A man comes out of the water holding a fish. After the scene cuts and he is addressing the Japanese soldier, his clothes are still wet, but his hair and face are not.
The text after the opening credits begins "An Asian man wearing a German uniform was discovered by the U.S. Military at Normandy on the D-Day, 1945..." D-Day was June 6, 1944.
At the end of the movie when Tatsuo and Kim Jong-Sik look up into the sky, they see American paratroopers overhead. As part of Operation Overlord, paratroopers were dropped prior to the beach head invasions not during them.
Allied aircraft participating in the Normandy invasion had black and white invasion stripes painted on the wings and fuselage. The Allied aircraft shown here are missing these.
There are Iowa class Battleships shown as part of the invasion fleet at Normandy. Not only were Iowa class Battleships not present in the actual invasion, but the ships shown in the film appear in their 1980s configuration.
There are inconsistencies in how events are presented in relation to actual historical events. A Soviet officer tells Colonel Hasegawa that the Japanese government wouldn't arrange a prisoner exchange because they were fighting the Americans, which would place events after December 7, 1941. Later, the Japanese POWs are told that the Germans have just invaded Russia and they are needed to fight them. However, it in the middle of winter yet the Germans invaded in June 1941 - six months before the Japanese attack on Pearl Harbor.
During the Normandy's beach shelling scene, the CG model of a battleship shows its hull number mirrored.
The Soviet aeroplane that the Chinese woman managed to shoot down with a rifle mortally wounded her with machine gun fire from it's wings. This type of aeroplane was always equipped with 23mm ShVAK cannons in the wings, not machine guns, which would have ripped her apart and killed her instantly rather than mortally wounded her.
As Jun-Shik finds a large wound, clear water is evidently spurting out instead of blood.
When the beaches of Normandy come under aerial attack, the distinctive sound of a Carter-Gents air raid siren - used by the Allies - can be heard. The Germans used a deeper-pitched siren.
Second title card reads, this story is based on true "evnets."
The German officer who addresses his troops at Normandy has hair cascading from under his cap all the way down to his shoulders. A hairstyle like this wouldn't have been seen on men in the 1940s, let alone on an officer in the German Army.

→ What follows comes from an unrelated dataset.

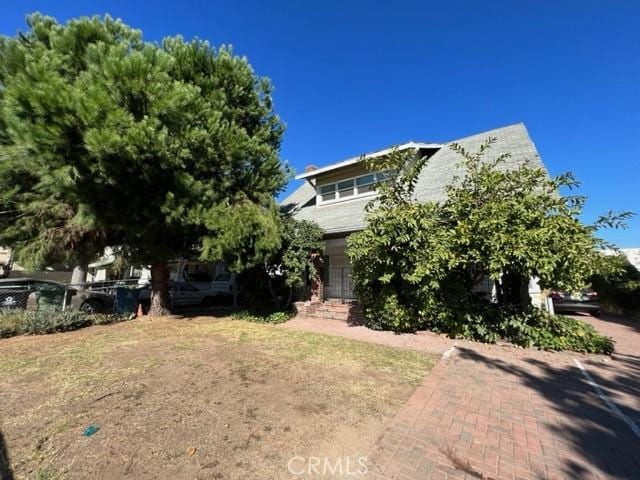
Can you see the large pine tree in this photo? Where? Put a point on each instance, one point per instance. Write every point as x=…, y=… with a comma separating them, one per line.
x=162, y=150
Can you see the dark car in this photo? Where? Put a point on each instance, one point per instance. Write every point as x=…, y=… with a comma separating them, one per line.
x=584, y=302
x=24, y=293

In the opening marathon scene, the American flag shown on the side of the road is the 50-star version introduced in 1960; during the 1948 Olympics, the flag would have been identical to that used in WWII with 48 stars. In the closing marathon scene, one of the marathoners (#198) has a Canadian maple leaf flag on his jersey which was not Canada's flag until 1965.
B-17 Flying Fortresses are seen as the only Allied bomber to bomb the beaches on 06 June 1944, when many Allied aircraft did so. Furthermore, one of the CGI B-17s wears the group and aircraft letters ("DF A") of the "Memphis Belle" circa Spring 1943. The "Belle" of course was back in the USA in June 1944, and all American aircraft wore different insignia than the 1943 ones shown.

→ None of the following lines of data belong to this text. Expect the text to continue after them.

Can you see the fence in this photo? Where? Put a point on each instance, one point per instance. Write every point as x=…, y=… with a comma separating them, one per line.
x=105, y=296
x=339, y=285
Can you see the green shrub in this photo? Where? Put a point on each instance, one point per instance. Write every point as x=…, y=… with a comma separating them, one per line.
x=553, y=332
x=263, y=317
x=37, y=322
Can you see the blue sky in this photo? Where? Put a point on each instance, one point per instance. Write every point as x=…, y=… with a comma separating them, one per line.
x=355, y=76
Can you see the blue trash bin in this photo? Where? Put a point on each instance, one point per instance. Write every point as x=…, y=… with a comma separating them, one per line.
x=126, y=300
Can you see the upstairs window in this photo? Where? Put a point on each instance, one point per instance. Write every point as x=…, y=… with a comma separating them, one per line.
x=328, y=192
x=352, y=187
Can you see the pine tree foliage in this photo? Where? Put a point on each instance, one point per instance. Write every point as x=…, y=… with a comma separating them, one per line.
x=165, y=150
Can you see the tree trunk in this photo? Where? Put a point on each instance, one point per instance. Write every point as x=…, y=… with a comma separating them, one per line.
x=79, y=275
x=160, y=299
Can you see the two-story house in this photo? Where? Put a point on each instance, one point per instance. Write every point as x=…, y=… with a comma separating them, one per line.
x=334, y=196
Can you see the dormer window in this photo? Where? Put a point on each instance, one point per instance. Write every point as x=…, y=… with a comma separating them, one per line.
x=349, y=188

During the 1948 Olympics scene a flag of the German republic can be seen (black, red, yellow) while Germany was not only not allowed to the Olympics but was also still under allied occupation and thus didn't have a flag.
Some of the American M1 Carbines have a small rectangular block on their barrels; this is a bayonet lug, not seen on these weapons until the Korean War, or at least very late in the war.
During the Battle of Normandy sequence, the sound of the German MG42 firing does not match that of an actual MG42.
Jun Shik & Tetsuo are seen struggling to cross mountains as they flee Soviet captivity. However, the only mountains in central European Russia are to the east, the Urals. If they are heading west as stated, the first mountain range would be the Carpathians in German-allied Romania or German-occupied Poland.